Yeah. I have thought about spitting out JSON and run it against Solr
using parallel Http threads separately. Thanks.
On 3/5/14, 6:46 PM, Susheel Kumar wrote:
One more suggestion is to collect/prepare the data in CSV format (1-2 million sample
depending on size) and then import data direct into Solr using CSV handler & curl.
This will give you the pure indexing time & the differences.
Thanks,
Susheel
-----Original Message-----
From: Erick Erickson [mailto:erickerick...@gmail.com]

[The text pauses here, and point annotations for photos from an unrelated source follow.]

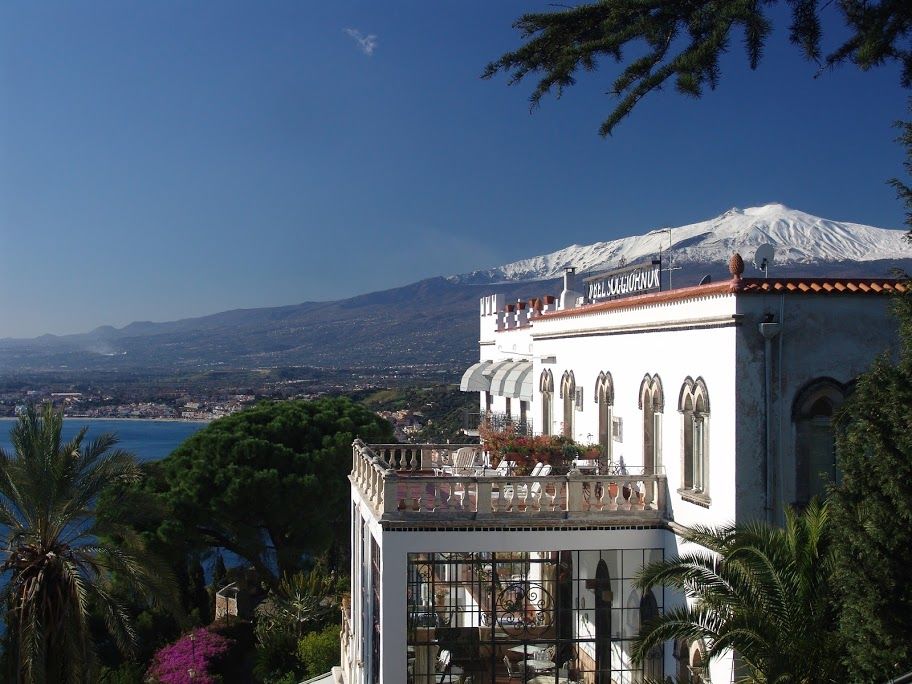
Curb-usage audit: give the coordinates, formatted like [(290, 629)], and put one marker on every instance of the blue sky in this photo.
[(160, 160)]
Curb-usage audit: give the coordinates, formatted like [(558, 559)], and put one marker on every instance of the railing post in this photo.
[(483, 497), (661, 485), (574, 491)]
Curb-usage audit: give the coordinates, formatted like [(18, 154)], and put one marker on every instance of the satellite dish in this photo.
[(763, 257)]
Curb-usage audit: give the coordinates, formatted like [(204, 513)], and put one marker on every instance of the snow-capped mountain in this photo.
[(798, 238)]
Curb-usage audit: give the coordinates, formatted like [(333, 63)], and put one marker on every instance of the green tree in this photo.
[(683, 41), (57, 564), (300, 604), (761, 590), (268, 483), (872, 511), (319, 651)]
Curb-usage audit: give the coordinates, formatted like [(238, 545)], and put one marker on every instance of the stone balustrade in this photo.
[(401, 483)]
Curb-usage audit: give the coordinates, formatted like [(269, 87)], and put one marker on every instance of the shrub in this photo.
[(319, 651), (197, 651)]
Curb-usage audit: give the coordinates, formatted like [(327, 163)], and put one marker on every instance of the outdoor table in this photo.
[(537, 665)]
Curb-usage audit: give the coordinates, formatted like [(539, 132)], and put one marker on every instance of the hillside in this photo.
[(433, 323)]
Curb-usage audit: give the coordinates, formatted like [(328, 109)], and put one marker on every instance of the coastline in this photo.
[(146, 420)]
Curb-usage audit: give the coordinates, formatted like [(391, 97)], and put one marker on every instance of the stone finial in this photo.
[(736, 266)]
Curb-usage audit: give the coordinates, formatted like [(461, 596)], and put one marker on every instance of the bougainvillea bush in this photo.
[(193, 654)]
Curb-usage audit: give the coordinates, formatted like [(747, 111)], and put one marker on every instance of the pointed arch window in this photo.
[(546, 388), (693, 404), (652, 403), (815, 445), (652, 665), (568, 394), (604, 398)]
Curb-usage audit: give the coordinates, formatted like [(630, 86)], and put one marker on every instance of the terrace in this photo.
[(420, 483)]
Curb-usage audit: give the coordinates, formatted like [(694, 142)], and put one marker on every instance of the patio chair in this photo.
[(446, 672), (517, 671), (463, 462), (506, 491), (540, 470)]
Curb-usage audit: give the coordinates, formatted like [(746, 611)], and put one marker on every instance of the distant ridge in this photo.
[(799, 239), (432, 324)]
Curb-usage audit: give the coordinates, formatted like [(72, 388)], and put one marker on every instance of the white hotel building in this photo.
[(712, 403)]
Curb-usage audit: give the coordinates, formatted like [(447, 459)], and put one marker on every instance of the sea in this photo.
[(148, 439)]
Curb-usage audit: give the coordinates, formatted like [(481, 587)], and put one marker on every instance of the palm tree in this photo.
[(56, 562), (761, 590)]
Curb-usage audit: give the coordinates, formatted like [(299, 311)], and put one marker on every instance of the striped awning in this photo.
[(513, 380), (474, 379)]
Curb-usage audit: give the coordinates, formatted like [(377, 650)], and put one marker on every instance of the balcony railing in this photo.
[(403, 482)]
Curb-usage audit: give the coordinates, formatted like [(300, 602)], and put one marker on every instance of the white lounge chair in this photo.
[(463, 462)]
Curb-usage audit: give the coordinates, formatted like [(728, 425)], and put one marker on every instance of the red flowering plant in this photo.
[(190, 659), (523, 450)]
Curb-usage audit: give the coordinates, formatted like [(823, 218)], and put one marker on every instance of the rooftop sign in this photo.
[(625, 281)]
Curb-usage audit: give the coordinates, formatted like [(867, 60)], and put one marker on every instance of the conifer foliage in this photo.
[(872, 514), (682, 41)]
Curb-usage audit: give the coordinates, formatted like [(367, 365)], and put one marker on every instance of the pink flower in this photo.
[(188, 660)]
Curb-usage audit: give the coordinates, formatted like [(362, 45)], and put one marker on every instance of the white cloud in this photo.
[(367, 43)]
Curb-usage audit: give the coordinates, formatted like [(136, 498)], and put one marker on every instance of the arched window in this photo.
[(604, 397), (568, 394), (690, 662), (652, 666), (693, 404), (546, 387), (815, 446), (652, 402)]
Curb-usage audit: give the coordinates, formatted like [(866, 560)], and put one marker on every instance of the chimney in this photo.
[(568, 298)]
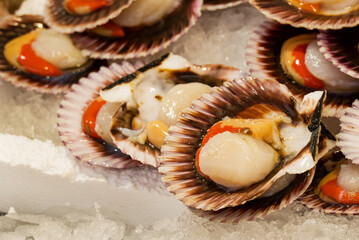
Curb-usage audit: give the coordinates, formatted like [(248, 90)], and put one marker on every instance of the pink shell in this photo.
[(341, 48), (213, 5), (145, 41), (70, 114)]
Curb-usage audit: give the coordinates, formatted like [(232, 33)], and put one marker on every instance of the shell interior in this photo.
[(177, 155), (144, 41), (176, 71), (263, 58), (70, 112), (284, 13), (58, 18), (17, 26)]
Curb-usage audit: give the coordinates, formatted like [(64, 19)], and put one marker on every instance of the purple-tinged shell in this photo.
[(180, 148), (312, 201), (285, 13), (16, 26), (341, 48), (213, 5), (71, 110), (60, 20), (210, 74), (261, 207), (348, 137), (263, 59), (145, 41)]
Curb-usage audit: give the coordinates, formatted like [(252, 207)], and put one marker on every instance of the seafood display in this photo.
[(140, 29), (317, 14), (291, 56), (38, 58), (70, 118), (212, 5), (243, 145)]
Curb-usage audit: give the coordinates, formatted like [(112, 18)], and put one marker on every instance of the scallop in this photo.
[(269, 54), (153, 97), (204, 176), (63, 67), (311, 14)]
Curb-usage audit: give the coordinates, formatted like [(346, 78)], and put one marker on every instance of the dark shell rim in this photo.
[(53, 85), (56, 16), (336, 48), (146, 154), (220, 6), (70, 112), (177, 168), (313, 202), (260, 208), (284, 13), (126, 48), (261, 54)]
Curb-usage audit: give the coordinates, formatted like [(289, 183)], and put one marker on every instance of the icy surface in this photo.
[(219, 37)]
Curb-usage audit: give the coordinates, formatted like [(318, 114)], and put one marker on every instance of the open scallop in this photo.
[(213, 5), (63, 21), (156, 93), (143, 40), (263, 56), (70, 113), (245, 99), (311, 198), (15, 27), (341, 48), (319, 14)]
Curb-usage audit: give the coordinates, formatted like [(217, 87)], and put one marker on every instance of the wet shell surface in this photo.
[(348, 137), (312, 201), (231, 100), (145, 41), (58, 18), (341, 48), (184, 72), (70, 112), (17, 26), (285, 13), (261, 207), (213, 5), (263, 58)]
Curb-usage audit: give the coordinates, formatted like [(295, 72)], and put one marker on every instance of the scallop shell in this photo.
[(70, 112), (312, 201), (213, 75), (213, 5), (284, 13), (261, 207), (59, 19), (146, 41), (341, 48), (262, 57), (17, 26), (179, 150), (348, 137)]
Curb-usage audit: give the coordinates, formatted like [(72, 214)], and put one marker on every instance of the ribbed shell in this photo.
[(263, 59), (59, 19), (213, 75), (284, 13), (213, 5), (178, 153), (16, 26), (341, 48), (312, 201), (261, 207), (145, 41), (70, 114), (348, 137)]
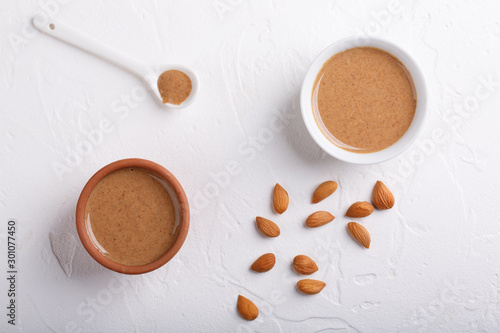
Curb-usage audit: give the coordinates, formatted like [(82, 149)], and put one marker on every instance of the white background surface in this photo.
[(433, 264)]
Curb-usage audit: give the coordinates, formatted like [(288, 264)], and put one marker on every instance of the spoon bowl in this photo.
[(146, 73)]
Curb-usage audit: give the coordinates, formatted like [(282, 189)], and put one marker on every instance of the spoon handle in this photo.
[(70, 35)]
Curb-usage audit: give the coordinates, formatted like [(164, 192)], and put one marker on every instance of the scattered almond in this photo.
[(318, 219), (264, 263), (247, 309), (280, 199), (304, 265), (382, 197), (310, 287), (359, 233), (324, 190), (267, 227), (359, 209)]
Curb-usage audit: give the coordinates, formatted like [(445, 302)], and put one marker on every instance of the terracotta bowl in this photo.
[(184, 219)]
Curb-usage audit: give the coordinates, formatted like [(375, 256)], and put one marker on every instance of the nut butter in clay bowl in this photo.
[(364, 100), (132, 216)]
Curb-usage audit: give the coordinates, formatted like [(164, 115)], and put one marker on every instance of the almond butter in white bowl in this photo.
[(364, 100)]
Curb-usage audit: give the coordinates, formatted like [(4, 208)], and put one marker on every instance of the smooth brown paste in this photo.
[(365, 99), (131, 217), (174, 86)]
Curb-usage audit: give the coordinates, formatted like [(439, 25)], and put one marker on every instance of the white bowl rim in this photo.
[(420, 113)]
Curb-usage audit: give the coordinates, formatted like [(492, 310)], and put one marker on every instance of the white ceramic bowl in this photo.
[(389, 152)]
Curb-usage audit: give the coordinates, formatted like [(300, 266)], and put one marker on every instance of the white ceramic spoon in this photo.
[(68, 34)]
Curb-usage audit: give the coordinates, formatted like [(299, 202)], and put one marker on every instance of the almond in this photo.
[(359, 209), (318, 219), (264, 263), (310, 287), (324, 190), (359, 233), (382, 197), (304, 265), (280, 199), (267, 227), (247, 309)]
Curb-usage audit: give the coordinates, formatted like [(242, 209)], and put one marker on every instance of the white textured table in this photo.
[(434, 262)]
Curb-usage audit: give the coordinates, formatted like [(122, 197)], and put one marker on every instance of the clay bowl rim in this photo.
[(176, 187)]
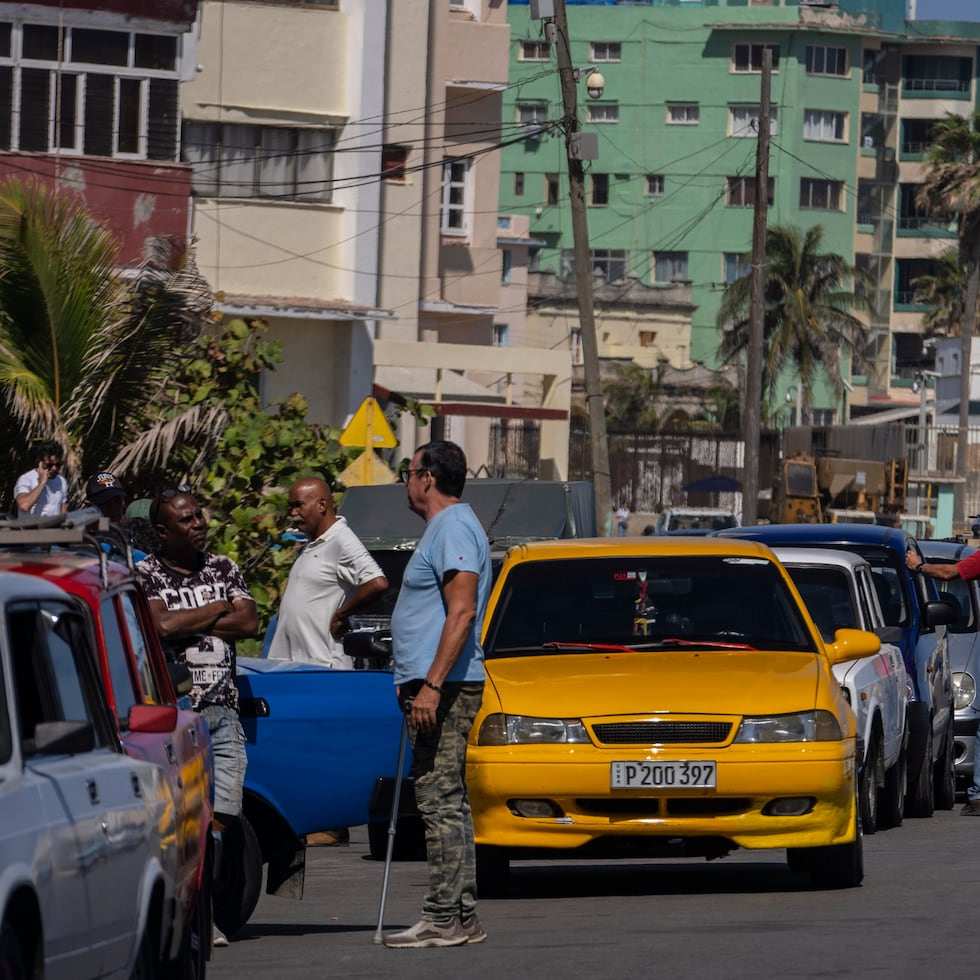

Sent: Wednesday, March 05, 2014 8:03 PM
To: solr-user@lucene.apache.org
Subject: Re: Indexing huge data
Here's the easiest thing to try to figure out where to concentrate your
energies..... Just comment out the server.add call in your SolrJ program. Well,
and any commits you're doing from SolrJ.
My bet: Your program will run at about the same speed it does when you actually
index the docs, indicating that your problem is in the data acquisition side.
Of course the older I get, the more times I've been wrong :).
You can also monitor the CPU usage on the box running Solr. I often see it idling
along < 30% when indexing, or even < 10%, again indicating that the bottleneck
is on the acquisition side.
Note I haven't mentioned any solutions, I'm a believer in identifying the
_problem_ before worrying about a solution.
Best,
Erick
On Wed, Mar 5, 2014 at 4:29 PM, Jack Krupansky <j...@basetechnology.com> wrote:
Make sure you're not doing a commit on each individual document add.
Commit every few minutes or every few hundred or few thousand
documents is sufficient. You can set up auto commit in solrconfig.xml.
-- Jack Krupansky
-----Original Message----- From: Rallavagu
Sent: Wednesday, March 5, 2014 2:37 PM
To: solr-user@lucene.apache.org
Subject: Indexing huge data
All,
Wondering about best practices/common practices to index/re-index huge
amount of data in Solr. The data is about 6 million entries in the db
and other source (data is not located in one resource). Trying with
solrj based solution to collect data from difference resources to
index into Solr. It takes hours to index Solr.
Thanks in advance